Les larmes aux yeux, je rejoignis ma femme et l’embrassais, heureuse.


— Je t’aime aussi, mon amour. Merci de m’avoir libérée de ma mère il y a un peu plus de onze ans. Merci de m’avoir permis de vivre. Merci de m’avoir permis d’être la femme que je suis aujourd’hui.

— Je serais toujours là pour toi, Elena, toujours, enchaîna-t-elle en me prenant dans ses bras. J’ai fini mon discours, vous pouvez remettre la musique et apporter le gâteau ainsi que les cadeaux.


Peu de temps après, Emma, Elsa et David amenèrent le gâteau jusque sur le buffet. Pour garder la surprise jusqu’au bout, nous avions laissé l’emballage carton tout autour. Océane se tourna vers moi avec un sourire et glissa sa main dans la mienne. Avant qu’Emma ne fasse l’erreur de présenter le gâteau elle-même, on s’approcha pour l’en empêcher. Ce gâteau, nous y avions mis tout notre cœur pour le faire et finalement, il semblait convenir à tout le monde. Il était même aussi bon que nous l’avions imaginé.

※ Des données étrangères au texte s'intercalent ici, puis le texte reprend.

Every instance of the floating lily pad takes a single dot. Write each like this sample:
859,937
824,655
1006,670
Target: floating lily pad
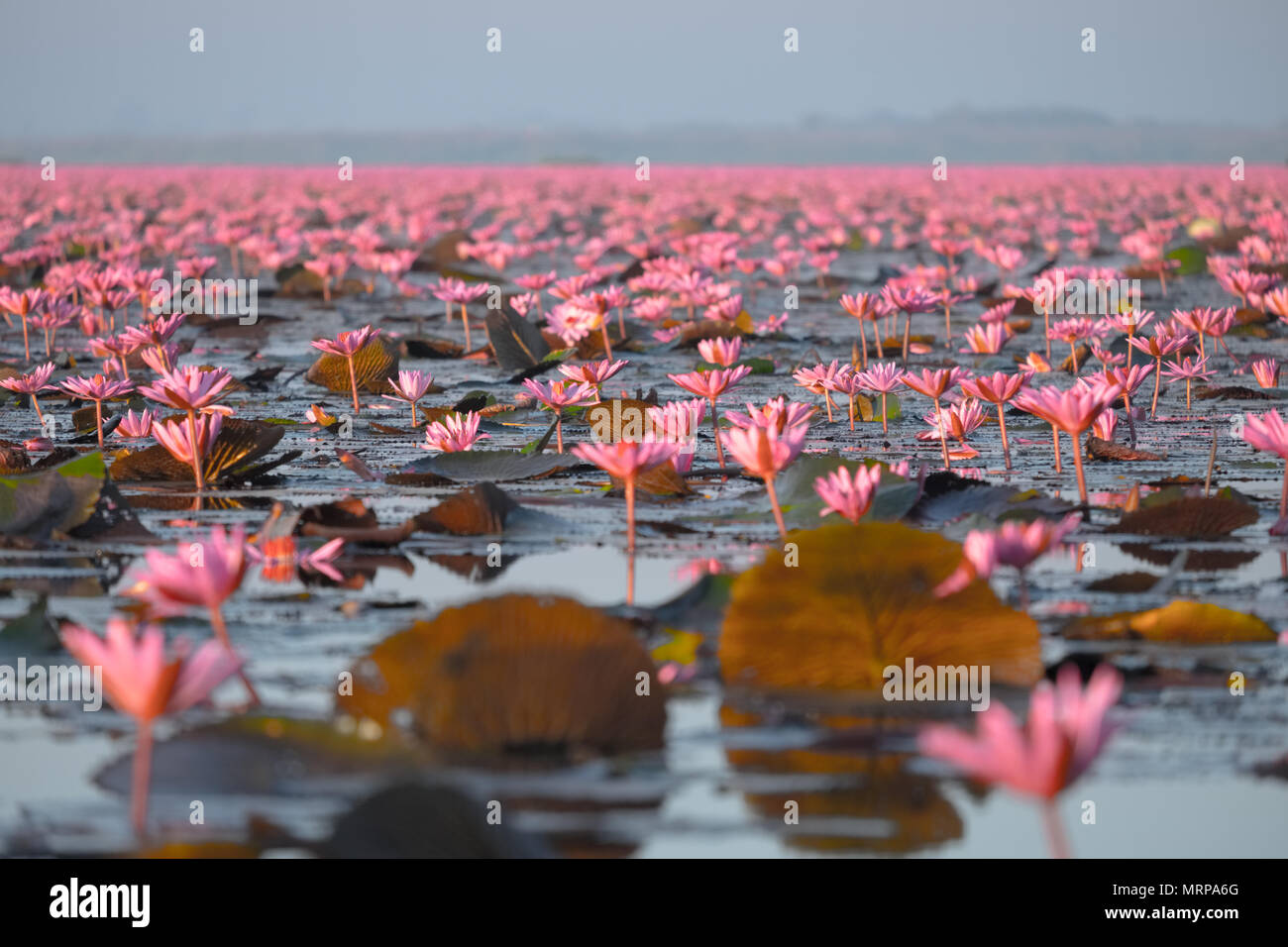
1184,622
52,501
859,599
492,466
511,676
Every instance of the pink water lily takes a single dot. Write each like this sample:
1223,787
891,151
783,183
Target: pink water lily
146,684
97,389
559,394
347,346
410,388
454,433
765,451
626,460
1065,732
848,493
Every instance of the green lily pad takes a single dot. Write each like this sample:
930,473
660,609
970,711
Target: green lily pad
53,501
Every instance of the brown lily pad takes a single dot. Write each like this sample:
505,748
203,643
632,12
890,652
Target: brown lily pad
1180,621
516,674
861,599
373,365
480,510
1192,517
1099,449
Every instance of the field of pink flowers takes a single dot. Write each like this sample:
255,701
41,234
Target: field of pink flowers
647,510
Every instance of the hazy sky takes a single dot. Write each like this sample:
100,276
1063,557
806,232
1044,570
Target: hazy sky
73,68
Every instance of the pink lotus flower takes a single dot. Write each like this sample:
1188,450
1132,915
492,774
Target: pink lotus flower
142,682
410,388
592,372
22,304
1189,369
201,575
883,377
864,307
1067,731
559,394
454,433
711,385
820,379
934,382
31,384
1164,342
997,389
1012,544
97,389
987,338
347,346
192,390
626,460
848,493
1265,369
1269,433
677,423
136,425
1070,411
722,352
765,451
189,442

Dès que les premières parts du gâteau furent servies, ce fut au tour des cadeaux. Les invités en avaient pour les enfants, mais aussi pour Océane et moi. En même temps, nous avions décidé de fêter les deux événements, en même temps, pour une bonne raison. Ce n’était pas tous les jours qu’il y avait ce type de bal et de fête au château, mais c’était réussi et tout le monde semblait heureux. Même Ben, qui ne souriait que rarement en ma présence, rigolait avec sa sœur et avec Luna.